The grind, other teens told us, is the engine of “pressure to do the most and spread myself thin.” Really, it’s a series of pressures — a feeling that they need to do “the most” in many different domains, all at the same time.

There is a grind to “curate my own quirky yet mainstream social media and real-life persona,” and another to “look my best at all times.” Nearly everyone identified a social grind: feeling like they need to “always be socializing, and be posting about it so people know,” or “making sure that I’m posting with a variety of people to signal that I have a lot of friends” and even “prioritizing social life over everything including mental health.”

Yet alongside constant “fun,” teens simultaneously feel grinds linked to academic pressure (reinforced, they said, by people posting grades, test scores or class schedules filled with AP courses) and acute career pressure (amplified by a sense of “constantly needing to prove that I have an important plan for my life”). They described pressure to be fully informed about the news and civic issues, to be set in their interests and identities, to be funny and supportive as friends — and signal it all on social media.

Teens are not monolithic, and their grinds also vary based on their different identities and contexts. A teen who immigrated to the U.S. said “being an immigrant sort of forces a grind on me.” A queer teen talked about a grind related to “the ‘right’ way to be gay — assumptions about the way I dress and present.”

Critically, the grind is about tech, but it’s not just about the tech. It’s a collision of pressures that are developmentally linked and powerfully magnified by browsing, scrolling and posting.

Using a wider HX lens prompts questions about how we can help teens recalibrate their relationships to technology. Adults are often mired in an us-versus-them battle with teens over screens. When we assume teens want to be on their phones around the clock, we see it as our job is to save them from themselves. But teens repeatedly tell us otherwise.

“People are always glued to their phones, but so am I and I hate that,” a 15-year-old said.

“My phone distracts me from my homework and from the life moments I am currently in,” a 17-year-old said. “I know it’s a problem so I am trying to limit how much time I spend on my phone since hours and hours can go by of talking to my friends or liking pictures on Instagram.”

A 16-year-old added: “TikTok runs my life.”

To hold our attention, today’s technologies are designed to tap our most basic human desires to keep us clicking, scrolling and wanting more. For teens, app features can play on developmental sensitivities. Design collides with needs for peer connection, vulnerabilities to social pressures and natural sensitivity to questions about who they are and who they want to be. We shouldn’t mistake tech dependence as a sign that teens don’t care about optimizing their HX.

Social media companies have an urgent responsibility to do more to protect teens’ experiences. But we don’t have to wait on tech companies to begin supporting HX now.

Savvy teens tell us how they’ve become curators of their on-screen experiences, unfollowing and muting accounts that intensify the grind feelings. They actively seek out content that makes them feel seen, inspired or that makes them laugh.

They’re also intentional about when and how they use tech: Some have pacts with friends about putting their phones on “do not disturb” during in-person time or deciding not to post pictures while together because monitoring feedback becomes too distracting. During the pandemic, studying together quietly over video chat was a way to feel less lonely and more connected.

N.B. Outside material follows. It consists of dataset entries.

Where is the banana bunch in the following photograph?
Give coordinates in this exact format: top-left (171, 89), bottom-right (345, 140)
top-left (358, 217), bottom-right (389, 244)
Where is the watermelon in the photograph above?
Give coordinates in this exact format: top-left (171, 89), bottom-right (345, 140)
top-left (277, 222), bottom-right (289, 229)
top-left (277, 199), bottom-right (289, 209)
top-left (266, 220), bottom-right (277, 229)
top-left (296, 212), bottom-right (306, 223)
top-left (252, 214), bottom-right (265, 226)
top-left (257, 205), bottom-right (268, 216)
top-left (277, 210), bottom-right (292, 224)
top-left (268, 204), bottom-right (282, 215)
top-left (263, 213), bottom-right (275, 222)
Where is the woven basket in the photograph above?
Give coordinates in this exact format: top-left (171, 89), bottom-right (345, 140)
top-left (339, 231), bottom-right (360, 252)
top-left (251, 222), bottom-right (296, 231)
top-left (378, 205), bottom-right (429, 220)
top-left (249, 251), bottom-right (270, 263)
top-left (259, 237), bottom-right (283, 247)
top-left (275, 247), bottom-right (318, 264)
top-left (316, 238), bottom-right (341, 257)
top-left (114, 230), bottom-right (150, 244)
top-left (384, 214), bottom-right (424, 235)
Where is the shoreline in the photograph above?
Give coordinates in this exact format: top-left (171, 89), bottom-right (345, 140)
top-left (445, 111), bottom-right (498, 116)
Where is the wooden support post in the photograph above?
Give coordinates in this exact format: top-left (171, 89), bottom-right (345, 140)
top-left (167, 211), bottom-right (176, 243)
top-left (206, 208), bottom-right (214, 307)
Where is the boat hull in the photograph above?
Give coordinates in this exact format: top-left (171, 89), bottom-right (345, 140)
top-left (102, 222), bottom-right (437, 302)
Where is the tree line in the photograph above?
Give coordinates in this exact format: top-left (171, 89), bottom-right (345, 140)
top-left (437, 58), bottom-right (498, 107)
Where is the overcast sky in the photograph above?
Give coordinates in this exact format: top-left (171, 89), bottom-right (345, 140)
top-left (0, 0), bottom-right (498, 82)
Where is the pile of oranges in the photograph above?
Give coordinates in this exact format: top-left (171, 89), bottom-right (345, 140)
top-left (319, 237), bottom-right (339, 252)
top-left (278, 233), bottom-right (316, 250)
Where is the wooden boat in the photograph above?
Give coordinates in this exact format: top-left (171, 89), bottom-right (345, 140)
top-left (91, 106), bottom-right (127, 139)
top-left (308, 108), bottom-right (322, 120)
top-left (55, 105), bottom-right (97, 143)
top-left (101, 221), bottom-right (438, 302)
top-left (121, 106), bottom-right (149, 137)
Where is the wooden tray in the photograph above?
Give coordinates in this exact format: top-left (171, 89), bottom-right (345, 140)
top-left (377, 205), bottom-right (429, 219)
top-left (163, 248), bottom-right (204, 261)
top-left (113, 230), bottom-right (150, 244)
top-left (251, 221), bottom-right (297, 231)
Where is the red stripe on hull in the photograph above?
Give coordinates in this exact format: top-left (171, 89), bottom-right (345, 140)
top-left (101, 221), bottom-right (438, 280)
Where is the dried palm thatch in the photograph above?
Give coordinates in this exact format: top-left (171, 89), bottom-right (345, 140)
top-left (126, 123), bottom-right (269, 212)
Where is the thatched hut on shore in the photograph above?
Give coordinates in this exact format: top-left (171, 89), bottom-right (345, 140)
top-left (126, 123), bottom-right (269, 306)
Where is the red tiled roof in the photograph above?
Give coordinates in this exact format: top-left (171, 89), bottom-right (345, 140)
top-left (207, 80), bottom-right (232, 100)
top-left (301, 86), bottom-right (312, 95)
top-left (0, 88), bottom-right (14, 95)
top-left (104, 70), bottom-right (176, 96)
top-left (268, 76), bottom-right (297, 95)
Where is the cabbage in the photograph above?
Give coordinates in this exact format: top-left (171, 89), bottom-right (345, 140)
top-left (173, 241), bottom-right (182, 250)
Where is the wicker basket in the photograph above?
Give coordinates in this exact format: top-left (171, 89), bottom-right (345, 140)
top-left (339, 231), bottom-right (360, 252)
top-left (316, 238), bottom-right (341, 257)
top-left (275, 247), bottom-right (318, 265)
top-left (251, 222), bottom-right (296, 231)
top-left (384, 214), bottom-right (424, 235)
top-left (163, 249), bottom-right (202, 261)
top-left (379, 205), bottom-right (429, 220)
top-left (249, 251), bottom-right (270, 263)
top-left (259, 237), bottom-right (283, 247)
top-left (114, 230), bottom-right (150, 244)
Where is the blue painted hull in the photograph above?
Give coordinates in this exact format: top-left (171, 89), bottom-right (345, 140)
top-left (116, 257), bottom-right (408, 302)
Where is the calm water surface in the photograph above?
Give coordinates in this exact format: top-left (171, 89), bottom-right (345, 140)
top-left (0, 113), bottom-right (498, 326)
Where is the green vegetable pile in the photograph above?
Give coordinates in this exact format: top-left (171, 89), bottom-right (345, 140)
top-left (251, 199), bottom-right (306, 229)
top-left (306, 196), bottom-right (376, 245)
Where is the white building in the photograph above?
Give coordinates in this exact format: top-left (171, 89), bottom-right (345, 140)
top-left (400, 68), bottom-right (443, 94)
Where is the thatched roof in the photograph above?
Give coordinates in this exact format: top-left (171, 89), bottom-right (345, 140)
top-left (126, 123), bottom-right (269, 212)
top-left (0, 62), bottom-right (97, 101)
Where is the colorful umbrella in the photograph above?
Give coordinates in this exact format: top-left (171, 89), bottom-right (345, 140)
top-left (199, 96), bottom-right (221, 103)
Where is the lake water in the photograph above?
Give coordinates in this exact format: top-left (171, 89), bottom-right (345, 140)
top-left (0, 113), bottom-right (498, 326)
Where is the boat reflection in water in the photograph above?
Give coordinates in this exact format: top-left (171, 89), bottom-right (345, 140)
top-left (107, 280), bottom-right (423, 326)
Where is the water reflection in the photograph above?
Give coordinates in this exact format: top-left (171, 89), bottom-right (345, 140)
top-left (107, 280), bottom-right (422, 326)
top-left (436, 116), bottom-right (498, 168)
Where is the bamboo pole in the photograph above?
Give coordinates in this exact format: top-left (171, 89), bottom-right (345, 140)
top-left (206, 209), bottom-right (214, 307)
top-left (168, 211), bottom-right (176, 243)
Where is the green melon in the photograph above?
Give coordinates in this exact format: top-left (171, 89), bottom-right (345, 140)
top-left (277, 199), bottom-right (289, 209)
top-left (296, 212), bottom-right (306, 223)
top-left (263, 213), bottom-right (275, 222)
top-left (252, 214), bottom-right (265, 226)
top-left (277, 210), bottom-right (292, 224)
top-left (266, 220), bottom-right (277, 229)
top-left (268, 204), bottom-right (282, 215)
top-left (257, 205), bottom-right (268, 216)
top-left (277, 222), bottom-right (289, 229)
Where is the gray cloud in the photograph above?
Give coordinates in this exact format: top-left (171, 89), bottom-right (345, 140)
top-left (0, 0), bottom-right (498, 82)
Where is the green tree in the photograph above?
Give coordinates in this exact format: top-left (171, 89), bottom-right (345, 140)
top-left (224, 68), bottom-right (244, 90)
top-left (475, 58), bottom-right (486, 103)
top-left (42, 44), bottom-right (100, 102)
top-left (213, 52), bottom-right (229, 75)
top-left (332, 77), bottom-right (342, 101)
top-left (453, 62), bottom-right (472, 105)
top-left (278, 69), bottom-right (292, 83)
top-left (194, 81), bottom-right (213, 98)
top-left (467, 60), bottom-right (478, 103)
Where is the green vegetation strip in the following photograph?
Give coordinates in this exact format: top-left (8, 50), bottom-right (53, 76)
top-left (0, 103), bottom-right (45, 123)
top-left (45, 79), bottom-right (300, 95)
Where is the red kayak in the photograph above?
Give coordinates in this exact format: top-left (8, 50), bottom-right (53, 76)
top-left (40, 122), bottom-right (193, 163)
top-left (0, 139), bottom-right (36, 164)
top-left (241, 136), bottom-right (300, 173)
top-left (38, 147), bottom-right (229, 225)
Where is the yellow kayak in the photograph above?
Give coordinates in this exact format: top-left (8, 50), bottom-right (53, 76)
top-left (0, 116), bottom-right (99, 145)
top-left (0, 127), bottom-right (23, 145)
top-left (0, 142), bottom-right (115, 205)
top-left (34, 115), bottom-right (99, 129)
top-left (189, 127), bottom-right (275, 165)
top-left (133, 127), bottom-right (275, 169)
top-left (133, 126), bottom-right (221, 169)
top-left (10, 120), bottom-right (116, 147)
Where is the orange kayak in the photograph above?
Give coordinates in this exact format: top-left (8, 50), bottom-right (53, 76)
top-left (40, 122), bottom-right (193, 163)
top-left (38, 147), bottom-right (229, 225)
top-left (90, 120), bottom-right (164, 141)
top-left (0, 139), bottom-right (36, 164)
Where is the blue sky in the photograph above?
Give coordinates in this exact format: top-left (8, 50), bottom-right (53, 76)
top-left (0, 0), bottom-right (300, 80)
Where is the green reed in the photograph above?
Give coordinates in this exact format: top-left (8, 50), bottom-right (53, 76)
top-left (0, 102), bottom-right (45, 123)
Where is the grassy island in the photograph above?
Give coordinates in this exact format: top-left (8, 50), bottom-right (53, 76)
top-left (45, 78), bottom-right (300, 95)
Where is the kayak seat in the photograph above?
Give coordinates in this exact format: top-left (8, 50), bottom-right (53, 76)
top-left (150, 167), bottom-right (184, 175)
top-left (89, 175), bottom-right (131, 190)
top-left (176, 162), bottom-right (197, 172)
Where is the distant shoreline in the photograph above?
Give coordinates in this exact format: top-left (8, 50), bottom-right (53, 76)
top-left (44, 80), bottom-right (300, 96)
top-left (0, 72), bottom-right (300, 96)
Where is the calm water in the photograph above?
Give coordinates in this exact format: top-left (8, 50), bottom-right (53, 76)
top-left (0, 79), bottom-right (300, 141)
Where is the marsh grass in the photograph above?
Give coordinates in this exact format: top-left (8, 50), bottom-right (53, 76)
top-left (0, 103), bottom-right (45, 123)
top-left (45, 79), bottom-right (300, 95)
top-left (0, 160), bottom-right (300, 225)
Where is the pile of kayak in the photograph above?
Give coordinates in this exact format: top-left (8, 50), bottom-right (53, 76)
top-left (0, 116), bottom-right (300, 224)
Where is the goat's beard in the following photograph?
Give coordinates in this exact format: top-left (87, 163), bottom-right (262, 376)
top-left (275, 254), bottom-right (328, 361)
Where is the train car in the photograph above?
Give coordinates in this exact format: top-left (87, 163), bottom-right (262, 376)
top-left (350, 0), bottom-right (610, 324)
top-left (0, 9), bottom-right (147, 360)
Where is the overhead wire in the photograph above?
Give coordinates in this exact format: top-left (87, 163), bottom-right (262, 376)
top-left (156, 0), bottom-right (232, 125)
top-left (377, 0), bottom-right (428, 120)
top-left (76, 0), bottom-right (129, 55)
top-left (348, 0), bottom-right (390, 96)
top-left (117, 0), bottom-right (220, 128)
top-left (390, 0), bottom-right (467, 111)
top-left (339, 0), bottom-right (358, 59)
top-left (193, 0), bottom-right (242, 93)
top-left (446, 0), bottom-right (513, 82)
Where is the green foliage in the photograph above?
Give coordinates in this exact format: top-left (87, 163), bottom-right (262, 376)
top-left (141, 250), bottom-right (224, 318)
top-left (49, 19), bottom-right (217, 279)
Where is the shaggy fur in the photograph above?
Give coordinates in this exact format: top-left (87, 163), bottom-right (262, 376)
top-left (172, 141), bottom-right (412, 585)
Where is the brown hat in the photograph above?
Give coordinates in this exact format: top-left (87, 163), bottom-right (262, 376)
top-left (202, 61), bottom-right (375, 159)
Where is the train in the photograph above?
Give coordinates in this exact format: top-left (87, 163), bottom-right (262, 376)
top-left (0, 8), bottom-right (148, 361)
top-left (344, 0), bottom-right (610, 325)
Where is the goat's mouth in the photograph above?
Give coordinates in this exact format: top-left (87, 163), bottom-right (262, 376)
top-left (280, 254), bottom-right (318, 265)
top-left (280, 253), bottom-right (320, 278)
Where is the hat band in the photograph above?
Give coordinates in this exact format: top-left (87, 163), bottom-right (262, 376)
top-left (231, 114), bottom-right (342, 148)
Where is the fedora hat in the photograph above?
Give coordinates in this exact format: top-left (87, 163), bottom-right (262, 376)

We need to help all teens develop the inclinations to focus on HX and the skills to support it.

There are things we can do as individuals to improve our HX, but bigger questions loom: Can companies adjust their platforms to protect vulnerable teens — and will they? What kinds of oversight and regulation are needed? While we debate the best path forward, millions of teens continue to scroll on. Supporting their HX can’t wait.